How Buddha Came to Allow Full Ordination for Women
While he was staying in Kapilavastu, Mahaprajapati Gautami (Lord Buddha’s aunt and foster mother) went to see the Blessed One. Grieving over the death of Buddha’s father, she bowed before Buddha and, standing to the side, requested him to allow women to renounce their homes and enter the homeless state under the doctrine and whatever discipline the Blessed One would dictate.
Before this time, women had not been allowed ordination, one of the reasons being that they were recognized as the pillar of the family and it was feared if they were allowed to leave their homes, there would be no more support for the families – the men and children.
Briefly, Gautami and 500 other women (princesses whose husbands had left them behind to take ordination and follow Buddha) followed Buddha and listened to the teachings as renounced persons – wearing robes, with shaved heads.
Buddha said that if he gave ordination to the women the life of the Dharma in this age would be shortened by 500 years or more.
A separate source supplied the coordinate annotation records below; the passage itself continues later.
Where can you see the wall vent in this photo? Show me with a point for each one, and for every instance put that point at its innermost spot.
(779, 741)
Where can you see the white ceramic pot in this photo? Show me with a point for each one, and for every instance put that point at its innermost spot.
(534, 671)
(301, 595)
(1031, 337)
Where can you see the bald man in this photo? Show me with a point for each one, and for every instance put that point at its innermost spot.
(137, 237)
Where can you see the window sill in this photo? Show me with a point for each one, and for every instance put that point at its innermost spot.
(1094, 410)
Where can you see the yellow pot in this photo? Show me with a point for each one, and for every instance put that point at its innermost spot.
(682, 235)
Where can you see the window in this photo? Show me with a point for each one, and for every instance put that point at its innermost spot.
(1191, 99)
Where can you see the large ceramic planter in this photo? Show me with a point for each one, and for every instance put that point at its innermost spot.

Ananda was near Buddha often though and asked many times for the ordination on behalf of the women. After many requests, Buddha agreed.
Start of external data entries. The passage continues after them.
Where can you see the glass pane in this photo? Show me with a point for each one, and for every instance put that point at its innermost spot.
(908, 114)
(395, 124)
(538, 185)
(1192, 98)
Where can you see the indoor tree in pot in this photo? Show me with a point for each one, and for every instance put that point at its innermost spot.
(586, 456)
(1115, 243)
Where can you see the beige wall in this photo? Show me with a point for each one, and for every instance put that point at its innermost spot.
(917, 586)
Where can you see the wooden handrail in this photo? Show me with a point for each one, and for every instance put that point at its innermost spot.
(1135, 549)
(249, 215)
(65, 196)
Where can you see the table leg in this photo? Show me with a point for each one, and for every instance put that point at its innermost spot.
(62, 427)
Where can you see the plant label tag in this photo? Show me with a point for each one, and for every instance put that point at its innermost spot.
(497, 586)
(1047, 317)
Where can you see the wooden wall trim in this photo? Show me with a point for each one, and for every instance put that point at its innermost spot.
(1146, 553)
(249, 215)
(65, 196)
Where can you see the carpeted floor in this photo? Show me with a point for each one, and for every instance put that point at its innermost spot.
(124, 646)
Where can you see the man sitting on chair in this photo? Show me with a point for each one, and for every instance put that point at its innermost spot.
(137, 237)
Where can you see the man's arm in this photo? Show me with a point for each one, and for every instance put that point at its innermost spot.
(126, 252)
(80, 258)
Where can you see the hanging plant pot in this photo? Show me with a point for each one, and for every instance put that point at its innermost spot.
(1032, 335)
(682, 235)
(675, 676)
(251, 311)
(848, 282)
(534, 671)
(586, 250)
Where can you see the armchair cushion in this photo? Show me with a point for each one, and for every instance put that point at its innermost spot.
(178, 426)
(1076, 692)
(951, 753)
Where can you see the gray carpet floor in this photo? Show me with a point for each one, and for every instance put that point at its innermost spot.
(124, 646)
While Shakyamuni Buddha was living in the palace of his father the king, he was given everything one could dream of in terms of worldly treasure in order to keep him happy, and so he wouldn’t want to leave. One of the things Buddha was given was a retinue of women.
During this time he saw the women were jealous of each other and vain, and very competitive when serving him. Buddha felt nuns would need help controlling these tendencies so the eight rules were set up specifically for women. One vow, for instance, states that any nun, no matter how long she has been ordained, must stand and show respect when any monk enters a room.
As time passed, Lord Buddha gave a body of advice on the conduct necessary for personal liberation. This is called the vinaya. Within the vinaya there are sections containing instruction for monks and nuns, the bhikshuni (Skt.)/gelongma (Tib.) Vinaya does not exist as a complete independent unit.